Following a setback in February 2021, when the New York State Appellate Court denied the EIC’s second attempt, the EIC decided not to appeal the court’s decision, but to move forward with a new petition.
For proponents who seek to hold a referendum on incorporation, it’s been an uphill battle. When the Appellate Court agreed with Greenburgh Town Supervisor Paul Feiner’s argument that the petition failed to include a description of the territory to be incorporated with common certainty, it ruled that although the petition indicated that the proposed village boundaries were coterminous with the Greenville Fire District, records showed otherwise.
While the court denied the EIC’s petition due to common certainty, it ruled against Feiner’s mainstay arguments for denying the petition. The justices ruled that New York State village law didn’t require the list of regular inhabitants (LORI) to be completed and attached at the time of signing the petition and that the LORI was accurate even though it didn’t include the names and addresses of minors who live in the area to be incorporated.
As was the case when the EIC appealed its first petition, there is an expectation that court costs will need to be paid out, though it isn’t clear yet how much those costs will be.
According to Jim Hallowell, an Edgemont resident and partner at Gibson, Dunn & Crutcher, the firm representing the incorporation petitioners, court costs related to the appeal from the first petition are still unresolved. The Town requested the EIC pay $32,405 to cover the Town’s printing costs.
Feiner, who has long expressed opposition to incorporation, told the Enterprise it was important that the town remain unified, and that if Edgemont were to incorporate it would be “devastating” and result in “major financial ramifications.” He said he believes the State should pass a law to allow all the residents in the unincorporated area of a town to vote if an area wishes to incorporate.
“I think the state Comptroller’s Office should basically do an analysis of the financial implications and share it with both people in Edgemont and the rest of the town,” Feiner said. “When you’re dealing with incorporation, you’re dealing with major long-term impacts, and I think people shouldn’t vote on the basis of campaign literature [or] rhetoric from one side or the other.

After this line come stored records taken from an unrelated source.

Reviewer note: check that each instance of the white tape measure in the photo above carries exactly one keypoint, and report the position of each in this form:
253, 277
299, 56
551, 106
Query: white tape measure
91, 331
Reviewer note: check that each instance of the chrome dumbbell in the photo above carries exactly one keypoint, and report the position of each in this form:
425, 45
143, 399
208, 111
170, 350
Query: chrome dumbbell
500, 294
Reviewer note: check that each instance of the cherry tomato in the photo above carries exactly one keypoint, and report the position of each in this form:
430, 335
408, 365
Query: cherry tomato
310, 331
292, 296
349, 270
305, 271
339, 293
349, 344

There should be an independent, totally objective analyst.”
In 2018, when the EIC experienced a similar petition denial by the Appellate Court and appealed the ruling, the Court of Appeals refused to hear the case.

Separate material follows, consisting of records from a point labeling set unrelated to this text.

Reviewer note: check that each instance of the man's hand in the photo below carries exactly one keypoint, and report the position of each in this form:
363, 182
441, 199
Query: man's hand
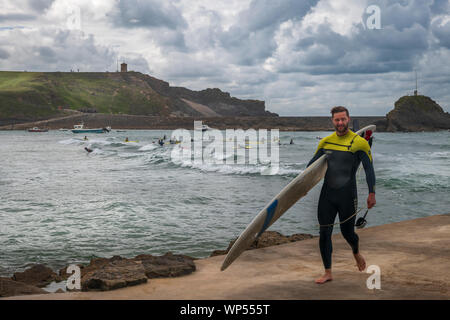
371, 200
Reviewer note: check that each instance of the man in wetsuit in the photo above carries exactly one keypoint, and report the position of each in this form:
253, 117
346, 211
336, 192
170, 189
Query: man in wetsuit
345, 150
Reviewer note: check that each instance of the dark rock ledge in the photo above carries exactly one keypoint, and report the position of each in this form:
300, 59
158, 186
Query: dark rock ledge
103, 274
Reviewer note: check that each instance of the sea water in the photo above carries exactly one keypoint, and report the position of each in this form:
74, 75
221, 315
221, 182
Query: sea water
61, 205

In an email to their supporters, EIC members said they expected Feiner to raise new challenges with the third petition, but that they were confident his efforts wouldn’t prevent a vote.
Jeff Sherwin, president of the EIC, said he expects volunteers from the organization to begin collecting petition signatures by the summer.
“No rational person would want their right to vote impaired or delayed,” Sherwin said. “We obviously wish we could have already voiced our opinion … [and] had our vote, but that’s not going to stop us from getting one.”